Programming is craftsmanship and requires skills
Many managers think that programming is easy, it's just a bunch of
for
, if
, else
and switch
clauses after all, isn't it ?
But coding is difficult because it is mainly about TAKING DECISIONS ALL THE TIME.
Driving is easy because you don't have to take decisions about the way to turn the steering wheel; walking is easy, you don't even have to think about it; Drilling a 10 mm hole into a wall is easy because the goal is clear and because you don't have many options to achieve it...
Software is difficult and is craftsmanship because there are always many
ways to achieve the same task.
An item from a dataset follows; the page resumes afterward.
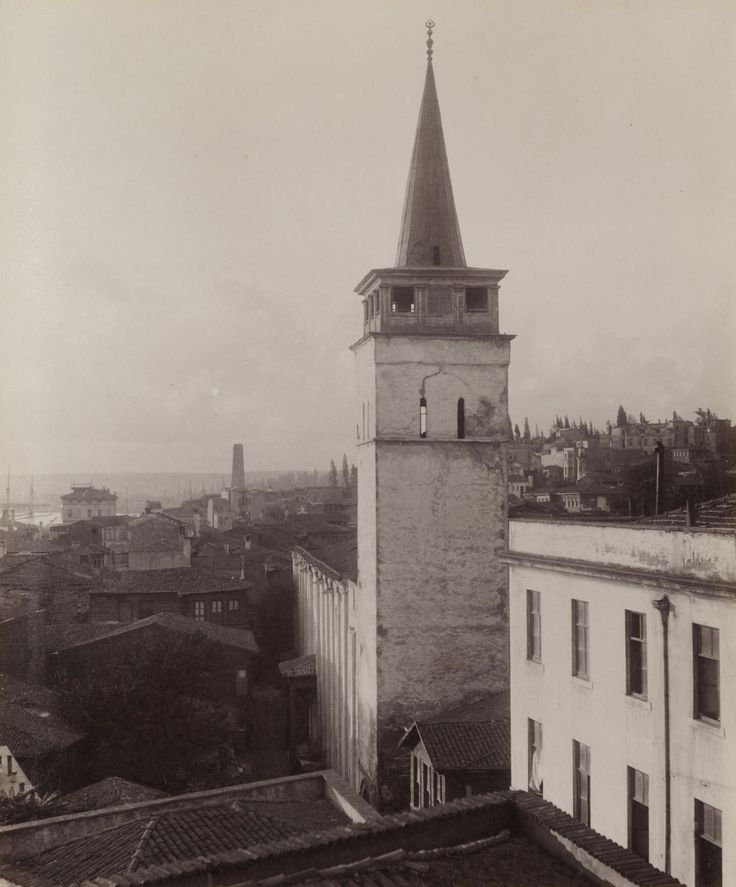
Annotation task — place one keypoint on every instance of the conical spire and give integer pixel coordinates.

Take the simplest example I can think
about : an addition function : we want to add a
and b
to get
c=a+b
.
* Should I code this the object-oriented way ( a.add(b)
) or the
procedural way ( add(a,b)
) ?
* How should I name this ? add()
? sum()
? How should I name the
arguments ?
* How should I document the function ? is there some project conventions about it ?
* Should I return the sum or store it into the object itself ?
* Should I code this test first (TDD) ? write an UT afterwards or write no test at all ?
* Does my code scale well ? does it use a lot of memory ?
* Which visibility for this function ? private, public, package ?
* Should I handle exceptions (a is null for instance) or from the caller ?
* Should the arguments be immutable ?
* Is it thread-safe ?
* Should this function be injected within an utility class ?
* If I'm coding in object oriented, is it SOLID compliant ? what about inheritance ? ...
* ... tens of others questions any good coder should ask to himself
If all of this decisions could be taken by a machine, coders would not be required at all because we would just generate code (and we sometimes do it using MDD technologies, mainly for code skeletons with low added value).
We -coders- would then all be searching for a new job. But, AFAIK, this is not the case, we are still needed, still relevant. All companies still need costly software craftsmen !
Q.E.D. ;-)
I can't agree more with the manifesto for software craftsmanship.